Find contact details for Australian national animal health reference laboratories:
Policy for reference laboratories
The role of Australian national reference laboratories is designed to harmonise with the World Organisation for Animal Health (OIE) definitions of a reference laboratory (with regional and international responsibilities):
- To function as a centre of expertise and to facilitate standardisation of techniques relevant to the specified disease(s).
- To store and distribute biological reference products and any other reagents used in the diagnosis and control of the specified disease(s).
- To develop new procedures for the diagnosis, control and exclusion testing of the specified disease(s).
- To gather, process, analyse and disseminate epidemiological data relevant to the specified disease(s).
- To participate in scientific and technical studies in collaboration with other laboratories or organisations.
- To publish and disseminate information on laboratory testing for the specified disease(s).
- To provide scientific and technical training for laboratory personnel in other Australian laboratories.
While not all reference laboratories may be able to provide all these functions, the list should act as a guide as to the expectations of a national reference laboratory.
Criteria for endorsement as an Australian national reference laboratory
To carry out the role requirements as outlined above, an Australian national reference laboratory is required to comply with these criteria:
- Employ scientific staff recognised as experts in the specified disease(s) and have an available range of diagnostic tests for the disease(s), including those not ordinarily available at other Australian laboratories.
- Where appropriate, be able to supply biological reference products and any other reagents used in laboratory testing for the specified disease(s).
- Conduct research to evaluate new laboratory tests for the specified disease(s) and encourage collaborative studies with other laboratories.
- Evaluate data submitted in support of the Animal Health Committee’s (AHC) approval of new commercial test kits for existing laboratory tests, for the specified disease(s).
- Gather, process, analyse and disseminate data relevant to the laboratory aspects of the specified disease(s).
- Assist the Australian National Quality Assurance Program (ANQAP) to conduct proficiency testing where appropriate.
Access to reference laboratory services
Australian national reference laboratories will provide expertise and services to other Australian and New Zealand laboratories on a cost-recovery basis deemed appropriate by that laboratory.
All Australian national reference laboratories will submit a brief annual report of activities to the AHC through:
- the Subcommittee on Animal Health Laboratory Standards (SCAHLS) (if an Australian Animal Health Laboratory-based lab), or
- Animal Health Australia (AHA) (if a state-based lab).
This will include confirmation of expertise, data on testing levels, a summary of research including publications, and a record of training activities.
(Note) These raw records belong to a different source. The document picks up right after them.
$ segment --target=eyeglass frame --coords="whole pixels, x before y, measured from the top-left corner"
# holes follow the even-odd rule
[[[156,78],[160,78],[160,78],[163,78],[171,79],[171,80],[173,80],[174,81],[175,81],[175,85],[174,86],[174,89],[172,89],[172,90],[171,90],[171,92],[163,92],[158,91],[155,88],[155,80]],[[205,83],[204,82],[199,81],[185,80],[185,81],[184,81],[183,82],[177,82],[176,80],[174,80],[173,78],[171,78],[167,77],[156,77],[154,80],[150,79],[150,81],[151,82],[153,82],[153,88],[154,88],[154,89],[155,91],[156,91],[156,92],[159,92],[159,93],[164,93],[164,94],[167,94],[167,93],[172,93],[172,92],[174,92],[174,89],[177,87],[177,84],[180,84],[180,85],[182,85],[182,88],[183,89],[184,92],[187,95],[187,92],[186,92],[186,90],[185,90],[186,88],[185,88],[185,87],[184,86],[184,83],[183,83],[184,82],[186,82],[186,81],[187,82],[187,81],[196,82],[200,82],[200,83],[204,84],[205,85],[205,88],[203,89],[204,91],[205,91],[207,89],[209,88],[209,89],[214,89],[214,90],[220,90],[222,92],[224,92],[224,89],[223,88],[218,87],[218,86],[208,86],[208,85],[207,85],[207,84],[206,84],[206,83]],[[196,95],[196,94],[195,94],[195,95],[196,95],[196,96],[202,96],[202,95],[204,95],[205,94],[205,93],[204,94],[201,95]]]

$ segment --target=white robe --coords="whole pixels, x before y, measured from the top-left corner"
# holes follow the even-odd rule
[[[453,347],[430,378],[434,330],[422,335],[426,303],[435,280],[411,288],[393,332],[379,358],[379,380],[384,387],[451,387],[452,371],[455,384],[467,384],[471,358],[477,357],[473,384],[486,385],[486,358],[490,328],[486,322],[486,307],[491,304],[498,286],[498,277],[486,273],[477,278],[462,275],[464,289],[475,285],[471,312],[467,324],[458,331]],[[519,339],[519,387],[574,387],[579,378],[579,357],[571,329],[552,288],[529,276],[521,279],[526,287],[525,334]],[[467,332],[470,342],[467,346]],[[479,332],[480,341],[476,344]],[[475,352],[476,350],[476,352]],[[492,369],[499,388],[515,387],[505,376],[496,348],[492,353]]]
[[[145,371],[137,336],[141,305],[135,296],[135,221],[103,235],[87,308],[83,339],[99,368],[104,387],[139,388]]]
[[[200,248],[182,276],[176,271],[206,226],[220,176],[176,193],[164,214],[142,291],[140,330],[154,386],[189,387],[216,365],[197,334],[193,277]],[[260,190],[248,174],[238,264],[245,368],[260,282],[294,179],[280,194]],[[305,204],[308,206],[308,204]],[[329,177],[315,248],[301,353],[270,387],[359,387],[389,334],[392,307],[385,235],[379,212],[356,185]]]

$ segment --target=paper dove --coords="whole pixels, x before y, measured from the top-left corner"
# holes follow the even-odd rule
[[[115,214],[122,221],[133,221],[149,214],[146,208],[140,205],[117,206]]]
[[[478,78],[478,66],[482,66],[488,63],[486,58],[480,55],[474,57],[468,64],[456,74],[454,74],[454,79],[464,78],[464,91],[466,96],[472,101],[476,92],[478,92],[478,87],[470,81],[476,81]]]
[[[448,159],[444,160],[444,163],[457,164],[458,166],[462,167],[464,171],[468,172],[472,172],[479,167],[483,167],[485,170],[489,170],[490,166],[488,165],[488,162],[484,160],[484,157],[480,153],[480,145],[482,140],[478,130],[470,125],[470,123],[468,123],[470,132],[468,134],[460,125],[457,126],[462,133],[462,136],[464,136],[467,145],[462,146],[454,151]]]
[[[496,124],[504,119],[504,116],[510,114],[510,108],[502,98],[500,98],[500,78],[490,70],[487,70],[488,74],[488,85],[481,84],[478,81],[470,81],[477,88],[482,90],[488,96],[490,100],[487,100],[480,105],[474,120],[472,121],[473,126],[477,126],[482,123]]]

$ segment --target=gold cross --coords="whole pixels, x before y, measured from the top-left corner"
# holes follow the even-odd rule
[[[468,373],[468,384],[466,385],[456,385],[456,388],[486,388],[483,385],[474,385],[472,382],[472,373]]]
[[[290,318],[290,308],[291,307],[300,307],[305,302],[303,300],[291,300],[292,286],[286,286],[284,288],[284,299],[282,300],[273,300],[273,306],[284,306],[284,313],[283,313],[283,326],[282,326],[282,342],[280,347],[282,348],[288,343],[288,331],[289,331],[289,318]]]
The report will follow the same format as the annual OIE report. OIE reference laboratories which also serve as national reference laboratories may submit their annual OIE report to the AHC through SCAHLS rather than prepare an additional report.
In the event of a significant change in the ability of an Australian national reference laboratory to meet its requirements (e.g. the loss of designated ‘expert’), the laboratory is required to advise the AHC through SCAHLS or AHA, as appropriate, of its intentions to retain or relinquish national reference laboratory status.
Our review process
The AHC will annually review the ability of each laboratory to meet the requirements of an Australian national reference laboratory.
When an Australian national reference laboratory fails to meet the requirements or relinquishes its reference laboratory status, the AHC, through SCAHLS or AHA, will require a statement justifying retention of reference laboratory status, or invite new tenders as appropriate.
If new tenders are called, all relevant laboratories will be invited to make submissions. When there is more than one submission for a given reference laboratory, the AHC, through SCAHLS or AHA, will assess each of the submissions on their merit and vote accordingly. All aspects of this review will occur ‘in session’.